Dusty, I agree. I am new to a borescopes and have a lot to learn. My first thoughts were it was a pit or depression. I could not believe a $300 barrel would have pitting issues. The barrel has never been abused or over heated. I always clean every 50 to 100 rounds. I am starting to believe carbon deposits can be difficult to get out.

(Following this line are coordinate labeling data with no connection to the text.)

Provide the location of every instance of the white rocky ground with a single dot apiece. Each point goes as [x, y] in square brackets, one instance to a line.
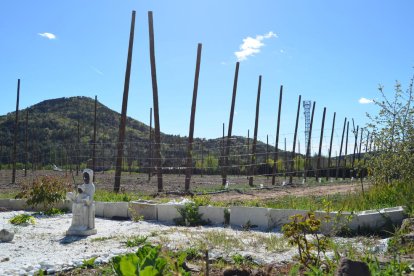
[45, 246]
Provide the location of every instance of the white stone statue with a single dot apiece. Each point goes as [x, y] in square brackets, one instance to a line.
[83, 207]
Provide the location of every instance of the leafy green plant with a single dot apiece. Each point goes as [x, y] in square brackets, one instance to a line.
[299, 231]
[22, 219]
[88, 263]
[136, 241]
[45, 190]
[148, 261]
[241, 260]
[190, 216]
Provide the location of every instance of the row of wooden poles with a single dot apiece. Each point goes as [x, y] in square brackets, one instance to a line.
[229, 134]
[227, 142]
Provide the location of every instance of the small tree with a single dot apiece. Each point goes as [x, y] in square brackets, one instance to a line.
[393, 132]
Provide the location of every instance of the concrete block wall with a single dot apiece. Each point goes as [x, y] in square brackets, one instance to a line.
[214, 214]
[148, 210]
[115, 210]
[168, 212]
[279, 217]
[263, 218]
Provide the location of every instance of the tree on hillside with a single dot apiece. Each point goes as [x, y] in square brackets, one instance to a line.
[393, 132]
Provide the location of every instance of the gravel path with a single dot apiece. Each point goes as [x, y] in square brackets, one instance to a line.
[44, 245]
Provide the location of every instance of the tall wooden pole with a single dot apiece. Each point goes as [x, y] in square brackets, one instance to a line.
[78, 150]
[308, 146]
[366, 148]
[150, 148]
[248, 153]
[229, 131]
[276, 157]
[94, 140]
[192, 120]
[202, 158]
[122, 123]
[256, 127]
[330, 148]
[346, 149]
[222, 145]
[286, 160]
[355, 149]
[157, 137]
[16, 130]
[292, 162]
[318, 166]
[26, 134]
[338, 161]
[360, 145]
[267, 156]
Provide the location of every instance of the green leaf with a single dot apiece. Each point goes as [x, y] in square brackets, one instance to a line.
[126, 265]
[149, 271]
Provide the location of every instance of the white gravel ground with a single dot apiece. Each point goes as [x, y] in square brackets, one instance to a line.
[45, 246]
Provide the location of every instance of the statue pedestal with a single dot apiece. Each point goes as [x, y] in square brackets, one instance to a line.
[83, 220]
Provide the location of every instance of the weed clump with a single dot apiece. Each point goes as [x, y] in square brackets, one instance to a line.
[190, 216]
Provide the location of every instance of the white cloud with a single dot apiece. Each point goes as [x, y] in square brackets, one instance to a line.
[251, 46]
[47, 35]
[96, 70]
[365, 101]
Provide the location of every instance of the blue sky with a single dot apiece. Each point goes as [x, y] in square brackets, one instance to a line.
[331, 52]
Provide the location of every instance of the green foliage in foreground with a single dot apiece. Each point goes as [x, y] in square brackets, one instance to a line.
[22, 219]
[190, 215]
[45, 190]
[148, 261]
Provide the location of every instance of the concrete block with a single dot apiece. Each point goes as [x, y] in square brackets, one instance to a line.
[279, 217]
[143, 208]
[214, 214]
[115, 209]
[168, 212]
[376, 219]
[99, 206]
[257, 216]
[5, 203]
[18, 204]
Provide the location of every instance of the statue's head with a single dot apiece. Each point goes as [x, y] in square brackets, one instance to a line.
[87, 176]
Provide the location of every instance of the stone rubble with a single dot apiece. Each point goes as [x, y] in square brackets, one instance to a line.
[44, 246]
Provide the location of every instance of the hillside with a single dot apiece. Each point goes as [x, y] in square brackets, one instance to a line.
[53, 135]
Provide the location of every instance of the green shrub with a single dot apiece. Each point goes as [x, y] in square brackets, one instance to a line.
[190, 215]
[299, 231]
[45, 190]
[22, 219]
[148, 261]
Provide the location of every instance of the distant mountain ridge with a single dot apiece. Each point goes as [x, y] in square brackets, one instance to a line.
[53, 124]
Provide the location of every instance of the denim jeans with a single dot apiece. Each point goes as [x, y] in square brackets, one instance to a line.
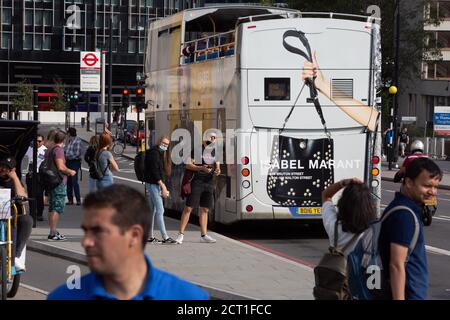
[156, 208]
[72, 182]
[104, 182]
[92, 185]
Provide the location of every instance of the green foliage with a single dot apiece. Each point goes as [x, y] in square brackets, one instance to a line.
[58, 102]
[24, 98]
[413, 47]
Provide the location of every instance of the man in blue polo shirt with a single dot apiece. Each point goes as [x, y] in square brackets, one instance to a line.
[116, 223]
[408, 276]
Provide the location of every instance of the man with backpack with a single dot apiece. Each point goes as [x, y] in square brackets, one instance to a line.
[405, 263]
[57, 195]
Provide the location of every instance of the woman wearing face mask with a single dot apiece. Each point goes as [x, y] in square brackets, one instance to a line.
[157, 163]
[106, 161]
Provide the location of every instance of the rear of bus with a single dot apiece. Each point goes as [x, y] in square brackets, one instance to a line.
[282, 175]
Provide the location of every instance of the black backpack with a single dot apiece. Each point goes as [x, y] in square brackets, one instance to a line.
[139, 166]
[331, 276]
[49, 175]
[95, 172]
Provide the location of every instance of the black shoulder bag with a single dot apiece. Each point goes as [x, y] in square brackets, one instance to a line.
[300, 185]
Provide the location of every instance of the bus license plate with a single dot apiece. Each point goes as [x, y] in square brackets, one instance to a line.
[312, 210]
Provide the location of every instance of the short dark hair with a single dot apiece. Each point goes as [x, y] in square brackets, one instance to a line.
[130, 207]
[72, 132]
[415, 168]
[356, 209]
[60, 136]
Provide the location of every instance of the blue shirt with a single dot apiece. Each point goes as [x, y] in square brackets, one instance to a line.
[399, 229]
[160, 285]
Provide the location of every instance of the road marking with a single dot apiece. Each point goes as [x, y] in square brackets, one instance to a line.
[437, 251]
[33, 289]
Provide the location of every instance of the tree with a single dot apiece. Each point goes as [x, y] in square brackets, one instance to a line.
[23, 100]
[414, 44]
[59, 102]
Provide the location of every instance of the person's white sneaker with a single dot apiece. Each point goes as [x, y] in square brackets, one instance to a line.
[179, 238]
[207, 239]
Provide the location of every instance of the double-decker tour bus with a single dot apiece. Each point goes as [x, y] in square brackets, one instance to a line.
[245, 72]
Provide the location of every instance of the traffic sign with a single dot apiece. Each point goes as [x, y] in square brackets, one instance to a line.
[90, 67]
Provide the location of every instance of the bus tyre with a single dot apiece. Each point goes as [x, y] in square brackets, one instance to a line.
[4, 273]
[12, 291]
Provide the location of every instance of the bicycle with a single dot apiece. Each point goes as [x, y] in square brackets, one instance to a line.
[9, 276]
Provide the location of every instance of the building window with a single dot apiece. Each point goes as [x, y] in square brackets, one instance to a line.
[430, 70]
[116, 21]
[47, 43]
[131, 45]
[133, 22]
[38, 18]
[444, 10]
[48, 18]
[99, 20]
[443, 69]
[29, 17]
[28, 43]
[141, 46]
[6, 16]
[6, 38]
[37, 42]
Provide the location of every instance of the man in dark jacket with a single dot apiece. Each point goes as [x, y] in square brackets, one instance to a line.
[154, 174]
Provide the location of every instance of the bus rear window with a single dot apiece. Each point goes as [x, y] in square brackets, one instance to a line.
[277, 88]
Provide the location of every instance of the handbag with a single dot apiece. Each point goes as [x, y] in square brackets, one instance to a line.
[186, 188]
[299, 168]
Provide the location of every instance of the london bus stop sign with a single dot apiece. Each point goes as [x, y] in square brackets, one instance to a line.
[90, 67]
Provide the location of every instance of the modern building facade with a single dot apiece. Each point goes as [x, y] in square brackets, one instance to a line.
[419, 96]
[41, 40]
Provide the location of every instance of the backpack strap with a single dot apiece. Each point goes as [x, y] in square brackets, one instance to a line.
[413, 243]
[349, 243]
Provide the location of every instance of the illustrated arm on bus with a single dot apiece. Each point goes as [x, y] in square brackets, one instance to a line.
[358, 111]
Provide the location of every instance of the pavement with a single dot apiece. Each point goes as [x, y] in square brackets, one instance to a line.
[227, 269]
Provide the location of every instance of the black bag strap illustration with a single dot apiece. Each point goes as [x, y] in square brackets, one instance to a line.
[309, 82]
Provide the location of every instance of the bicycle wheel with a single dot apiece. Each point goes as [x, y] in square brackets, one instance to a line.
[3, 273]
[118, 149]
[12, 290]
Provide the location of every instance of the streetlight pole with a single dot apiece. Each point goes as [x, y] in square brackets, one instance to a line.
[396, 79]
[110, 71]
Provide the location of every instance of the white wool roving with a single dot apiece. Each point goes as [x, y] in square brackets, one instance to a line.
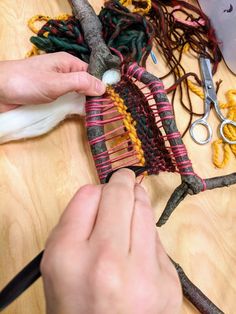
[35, 120]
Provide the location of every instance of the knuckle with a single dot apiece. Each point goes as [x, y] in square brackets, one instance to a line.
[63, 54]
[118, 189]
[88, 189]
[107, 272]
[140, 203]
[84, 80]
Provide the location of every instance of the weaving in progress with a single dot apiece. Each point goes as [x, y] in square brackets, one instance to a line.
[133, 124]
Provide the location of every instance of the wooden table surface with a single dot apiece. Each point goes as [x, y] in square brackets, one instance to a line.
[39, 176]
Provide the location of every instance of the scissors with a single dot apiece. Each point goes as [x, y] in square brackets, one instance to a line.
[210, 98]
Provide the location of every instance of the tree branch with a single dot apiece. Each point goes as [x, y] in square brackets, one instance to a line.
[101, 59]
[194, 294]
[183, 190]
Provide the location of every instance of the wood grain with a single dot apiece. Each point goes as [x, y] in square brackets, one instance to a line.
[38, 177]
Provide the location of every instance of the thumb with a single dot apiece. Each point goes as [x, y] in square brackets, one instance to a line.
[81, 82]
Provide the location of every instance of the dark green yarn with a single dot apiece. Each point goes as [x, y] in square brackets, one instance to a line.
[129, 33]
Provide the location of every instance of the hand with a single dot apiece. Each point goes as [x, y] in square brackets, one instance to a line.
[44, 78]
[105, 255]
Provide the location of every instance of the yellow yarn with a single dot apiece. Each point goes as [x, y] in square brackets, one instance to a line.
[34, 51]
[129, 123]
[229, 131]
[134, 8]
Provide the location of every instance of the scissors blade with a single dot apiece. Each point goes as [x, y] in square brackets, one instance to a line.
[210, 93]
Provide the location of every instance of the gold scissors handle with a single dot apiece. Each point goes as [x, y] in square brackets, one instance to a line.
[210, 98]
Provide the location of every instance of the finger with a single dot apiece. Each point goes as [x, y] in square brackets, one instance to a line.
[143, 234]
[115, 212]
[81, 82]
[79, 217]
[61, 62]
[65, 62]
[4, 108]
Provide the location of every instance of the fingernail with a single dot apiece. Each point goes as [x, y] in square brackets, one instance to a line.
[100, 87]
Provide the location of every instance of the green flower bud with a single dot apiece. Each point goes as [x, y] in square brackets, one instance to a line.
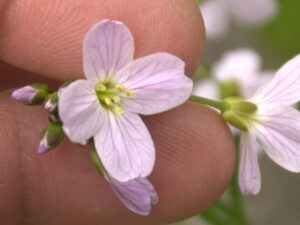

I first scrubbed it with Shooters Choice and a bronze brush to first remove the carbon. Then I used Bore Tech Copper Eliminator to remove the copper. Maybe those carbon deposits have been there for a long time.
 
How many shots will you have to shoot it to get the barrel to settle downs after you finish cleaning it to spotless?
 
It either shoots or it does not. That is not the cause of any accuracy issues. If your car is not running well taking a photo of the outside of it or the interior or under the hood or in the cylinder bore is not the best way to diagnose it. Give a kid a hammer everything becomes a nail. LOL
 
Material imperfection exposed by machining. I have looked thru new and old barrels. One might expect less level of occlusions in rifle barrel grade material. Is what it is. Probly insignificant.
Run it or toss it.
Run it i say.
 
GE makes such a system and I use it at work. It measures the depth or height of a defect to .001" and it is calibrated to standards that are NIST traceable. --Jerry
Noooo! People already talk like .0002 is some huge amount. Imagine if the could actually see it! Lol!